“RADICAL” by David Platt book review by @brucefrank1

I recently read the book Radical by David Platt.  I can honestly say it challenged me as much as any book (other than the Bible) has in recent memory.  The book is subtitled “taking back your faith from the American dream”, and Platt challenges you to consider how culture has tamed how radical the call to be a Christ follower really is. It is strong medicine but is delivered with both a humble and bold attitude.  I have spent a little time with David and find that to be a good reflection of who he is.  Some of the points that stuck out (or into) me were:

  • “Plainly put, a relationship with Jesus requires total, superior, and exclusive devotion.” (see Luke 9:57-62)
  • “We are giving in to the dangerous temptation to take the Jesus of the Bible and twist him into a version of Jesus we are more comfortable with. A nice, middle class, American Jesus.”
  • “We have been told all that is required is a one-time decision, maybe even mere intellectual assent to Jesus, but after that we need not worry about His commands, His standards, or His glory…but the gospel demands and enables us to turn from our sin, to take up our cross, to die to ourselves, and to follow Jesus.”
  • “This is the design of God among His people.  He is giving unlikely people His power so it is clear who deserves the glory for the success that takes place.”
  • “Every saved person this side of heaven owes the gospel to every lost person this side of hell.” (see Romans 1:14-16)
  • God blesses us so we can bless others and glorify His great name.  (see Psalm 23:3; Psalm 67; Isaiah 43:1-13)
  • “Anyone wanting to proclaim the glory of Christ to the ends of the earth must consider not only how to declare the gospel verbally but also how to demonstrate the gospel visibly in a world where so many are urgently hungry” (note: 26,000 children die each day due to starvation or a preventable disease).
  • “Why not begin operating under the idea that God has given us excess, not so we could have more, but so we could give more?”
  • “To everyone wanting a safe, untroubled, comfortable life free from danger, stay away from Jesus…as long as Christianity looks like the American dream, we will have few problems in this world.”
  • “Things look radically different on a luxury liner than they do on a troop carrier.  The faces of soldiers preparing for battle and those of patrons enjoying their bonbons are radically different.”
  • “Ultimate satisfaction is found not in making much of ourselves but in making much of God.”

As you can hopefully tell, I think Radical is an excellent book written by one of God’s best.  It challenges the believer to live in a Biblical lifestyle that brings much honor to Jesus.  I do feel a couple of words of caution are warranted:

1.  An immature Christian could become very legalistic with some of the things in the book.  I define legalism as making my preferences your burden.  One could take some of the points about the church and say that ‘it is too expensive to put in carpet, A/C…that money could have fed the poor in Africa, etc…do you really love your AC more than the orphan’s life you materialistic American?’  For sure, materialism IS a bigger problem for us than too much generosity, but Biblical balance is necessary.  Briefly, I see several principles in the Bible about money that need to be held in respectful tension:

a. God gives excess to some so that they can share with those who have less. (2 Corinthians 8:13-15)

b.  Jesus’ radical generosity toward us should be to us a model and motivation for radical generosity with others.

c.  God delights in our enjoyment of His material gifts & gives us richly all things to enjoy (1 Timothy 6:17-19). (Note:if you take this principle apart from the others, you can justify an indulgent lifestyle that is not honoring to God)

d.  We are not to trust in riches but in God (Matthew 6:25-33) (watch Steve Farrar’s message on this passage)

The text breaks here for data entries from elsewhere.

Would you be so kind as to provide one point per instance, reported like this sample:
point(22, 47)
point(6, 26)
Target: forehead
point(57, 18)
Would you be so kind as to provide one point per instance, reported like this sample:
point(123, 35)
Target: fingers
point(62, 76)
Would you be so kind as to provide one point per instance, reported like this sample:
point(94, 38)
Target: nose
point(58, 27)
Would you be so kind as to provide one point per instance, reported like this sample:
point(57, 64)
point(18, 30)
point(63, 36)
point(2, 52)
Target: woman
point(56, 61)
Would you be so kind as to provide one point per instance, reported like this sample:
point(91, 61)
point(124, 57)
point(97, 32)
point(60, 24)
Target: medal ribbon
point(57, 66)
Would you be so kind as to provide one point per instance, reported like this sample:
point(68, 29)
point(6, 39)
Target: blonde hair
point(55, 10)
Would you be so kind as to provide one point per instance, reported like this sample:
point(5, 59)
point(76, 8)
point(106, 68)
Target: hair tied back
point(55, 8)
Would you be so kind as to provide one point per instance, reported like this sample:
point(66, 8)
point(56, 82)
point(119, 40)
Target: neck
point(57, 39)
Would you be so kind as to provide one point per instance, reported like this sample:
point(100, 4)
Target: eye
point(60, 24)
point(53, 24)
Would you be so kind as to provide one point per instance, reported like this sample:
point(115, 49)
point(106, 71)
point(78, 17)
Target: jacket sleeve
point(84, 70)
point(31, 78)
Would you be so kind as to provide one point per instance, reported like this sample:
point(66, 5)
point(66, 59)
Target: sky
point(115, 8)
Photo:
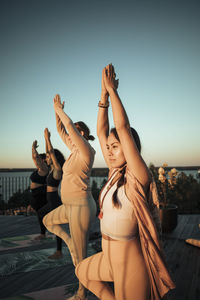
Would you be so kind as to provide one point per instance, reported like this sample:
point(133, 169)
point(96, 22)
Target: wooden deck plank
point(183, 260)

e.  Wealth management is wise and includes how to save money, make money, spend money, and give money. (Proverbs 6:6-8; 14:24; 21:5; 3:9-10; 13:22; 10:22, etc.)

2.  It would also be easy for someone to romanticize a particular foreign Christian culture over the “indulgent Christian American” culture. Christian cultures have both darkness and light, wickedness and goodness.  The key is desperation and dependence.  It is true that we in the states often have more “stuff” that we mistakenly trust in.  David hits it well on page 60 when he states, “Instead of imagining all the things we can accomplish, we ask God to do what only He can accomplish.  Yes, we work, we plan, we organize, and we create, but we do it all while we fast, while we pray, and while we constantly confess our need for the provision of God.  Instead of dependence on ourselves, we express radical desperation for the power of His Spirit, and we trust that Jesus stands ready to give us everything we ask for so that He might make much of our Father in the world.”